FOR IMMEDIATE RELEASE
- ---------------------   
 
          CONTACT:     Suki Shattuck, Director of Investor Relations
                       HomeBase, Inc.
                       (714) 442-5448

                       Roger S. Pondel/Michele Feller
                       Pondel Parsons & Wilkinson
                       (310) 207-9300

                 HOMEBASE ANNOUNCES $100 MILLION PRIVATE 
                      PLACEMENT OF CONVERTIBLE DEBT

    Irvine, California -- November 11, 1997 -- HomeBase, Inc. (NYSE:HBI) today 
announced that it has entered into a purchase agreement with an investment 
banking firm for the sale by the Company of $100 million of seven-year, 5.25% 
convertible subordinated notes due November 1, 2004 through a Rule 
144A/Regulation S offering.  The notes are non-callable for three years and 
convertible into shares of HomeBase, Inc. common stock at a conversion price of 
$10.2175 per share, a 22% premium over the $8.375 per share closing price of the
Company's common stock on the NYSE on November 10, 1997.  The transaction is 
scheduled to close on November 17, 1997.

    Net proceeds from the offering will be used for the remodel of 17 existing 
stores, with completion expected in the spring of 1998, for capital expenditures
in conjunction with new store openings planned over the next three years, and 
for working capital and other general corporate purposes.

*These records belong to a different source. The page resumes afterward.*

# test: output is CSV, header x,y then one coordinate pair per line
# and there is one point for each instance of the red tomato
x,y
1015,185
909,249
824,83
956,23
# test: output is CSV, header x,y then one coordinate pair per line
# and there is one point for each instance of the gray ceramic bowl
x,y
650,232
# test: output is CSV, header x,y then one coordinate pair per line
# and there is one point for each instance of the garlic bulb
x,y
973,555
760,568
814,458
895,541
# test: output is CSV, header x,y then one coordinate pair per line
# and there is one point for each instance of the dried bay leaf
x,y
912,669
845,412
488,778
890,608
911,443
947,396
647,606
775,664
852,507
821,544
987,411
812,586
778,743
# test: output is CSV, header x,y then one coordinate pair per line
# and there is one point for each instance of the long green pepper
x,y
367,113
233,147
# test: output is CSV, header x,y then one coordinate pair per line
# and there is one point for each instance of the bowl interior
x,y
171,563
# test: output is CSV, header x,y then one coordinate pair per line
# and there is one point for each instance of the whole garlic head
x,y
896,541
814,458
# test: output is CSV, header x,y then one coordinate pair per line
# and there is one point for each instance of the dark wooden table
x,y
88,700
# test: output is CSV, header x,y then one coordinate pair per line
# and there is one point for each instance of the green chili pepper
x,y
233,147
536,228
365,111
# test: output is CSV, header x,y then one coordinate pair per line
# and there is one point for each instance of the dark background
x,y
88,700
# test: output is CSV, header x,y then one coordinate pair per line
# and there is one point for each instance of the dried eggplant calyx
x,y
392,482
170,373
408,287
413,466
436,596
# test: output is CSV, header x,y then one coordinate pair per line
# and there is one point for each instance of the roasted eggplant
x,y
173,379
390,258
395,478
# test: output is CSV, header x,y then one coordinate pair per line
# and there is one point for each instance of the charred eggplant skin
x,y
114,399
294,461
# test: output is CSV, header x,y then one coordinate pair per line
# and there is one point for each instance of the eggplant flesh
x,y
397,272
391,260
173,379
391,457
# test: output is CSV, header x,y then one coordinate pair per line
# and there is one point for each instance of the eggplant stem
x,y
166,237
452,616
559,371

    The notes have not been registered under the Securities Act of 1933, as 
amended, and may not be offered or sold in the United States absent registration
or an applicable exemption from registration requirements.

     Headquartered in Irvine, California, HomeBase, Inc. was founded in 1983 and
operates 85 home improvement warehouses in 10 western states.  HomeBase, Inc. 
(formerly Waban, Inc.) is traded on the New York Stock Exchange under the symbol
"HBI" and can be located on the Internet at http.//www.homebase.com.

     Except for historical information, the matters discussed in this document 
are forward-looking statements that involve risks and uncertainties that could 
cause results to differ materially from those expressed in any of the forward-
looking statements.  Such risks and uncertainties include, but are not limited
to the Company's ability to execute its accelerated remodel and store-operating
plan, the Company's ability to consummate the private placement, and the factors
under the heading "Risk Factors" in the Company's Proxy Statement/Prospectus for
the 1997 Annual Meeting of Stockholders and risk factors detailed in the
Company's other filings with the Securities and Exchange Commission.